Just one prime lens is limiting, but I thought that buying a FF body now would "commit" me to high image quality photography, and next year I would buy that wide angle lens to really switch to full frame.

.. and on your 50mm f/1.8 lens.

So, on the first, you say: "6D II pictures are just crisper, sharper etc. not to mention low light photography". No, they aren't. This camera may have the ability to produce crisper and sharper pictures in some cases, but these image quality factors are part of a whole system working together, including:

  • photographic vision
  • the setup and environment
  • the lighting
  • the lens
  • the camera body
  • technical skill
  • camera support

... and in order to have Ultimate Clarity and Sharpness, you have to have strength in every area. (See Why are my photos not crisp? for some more on this.)

To me, focusing on full frame as "commitment" to high image quality is actually a warning sign, particularly because your single lens is a $125 budget offering. Now, it's a pretty fantastic lens for that price, but you're not going to get better technical results from a top-o'-the-line full frame camera and that lens than you could with, say, the Canon EF 24mm f1.4L II on a Canon Rebel from a few years ago. In fact, if you want to use spending as a signpost marking commitment to high image quality, and your emphasis is on landscapes and architecture, you may be best off spending $1000 on a tripod.

With the exception of L glass, none of this stuff is generally seen as prestigious on the Internet forums which go on about full frame. I'd highly encourage you to read Is there ever a right time to upgrade to full frame camera body? if you haven't already.

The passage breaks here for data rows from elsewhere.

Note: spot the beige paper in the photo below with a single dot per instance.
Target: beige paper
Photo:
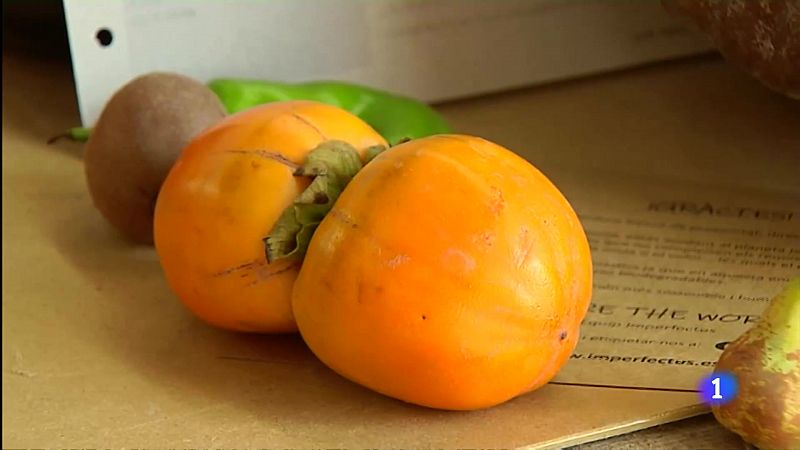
(680, 270)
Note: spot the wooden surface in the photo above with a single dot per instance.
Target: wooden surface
(97, 352)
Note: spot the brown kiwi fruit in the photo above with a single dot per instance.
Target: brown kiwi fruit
(139, 135)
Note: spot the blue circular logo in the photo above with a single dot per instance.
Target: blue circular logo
(718, 388)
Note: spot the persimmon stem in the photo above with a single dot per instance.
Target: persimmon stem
(331, 165)
(79, 134)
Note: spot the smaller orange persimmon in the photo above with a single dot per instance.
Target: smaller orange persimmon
(223, 196)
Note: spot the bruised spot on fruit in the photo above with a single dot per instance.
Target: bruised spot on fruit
(497, 202)
(397, 260)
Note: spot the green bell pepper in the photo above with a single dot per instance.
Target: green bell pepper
(395, 117)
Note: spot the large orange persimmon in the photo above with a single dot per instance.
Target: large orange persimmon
(223, 196)
(450, 273)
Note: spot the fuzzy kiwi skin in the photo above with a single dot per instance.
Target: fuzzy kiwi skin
(139, 135)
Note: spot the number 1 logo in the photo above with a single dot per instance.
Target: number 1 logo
(718, 388)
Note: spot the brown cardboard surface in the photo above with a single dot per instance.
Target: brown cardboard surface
(97, 351)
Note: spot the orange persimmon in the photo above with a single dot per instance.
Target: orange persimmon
(223, 196)
(450, 273)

Now, if your goal really is microstock, you may have a fine justification for a camera with higher resolution and a fancier name, because competition there is so tight that actual quality aside these things are distinguishing factors. I don't know your actual situation — if you're currently making a sustaining income from this, congratulations, that's awesome. But — again, I'm making a broad assumption which may not be true for you — consider if your actual wish is really to have a cool gadget everyone on the Internet says is better, and "I'll pay for it with microstock sales" just a self-justification.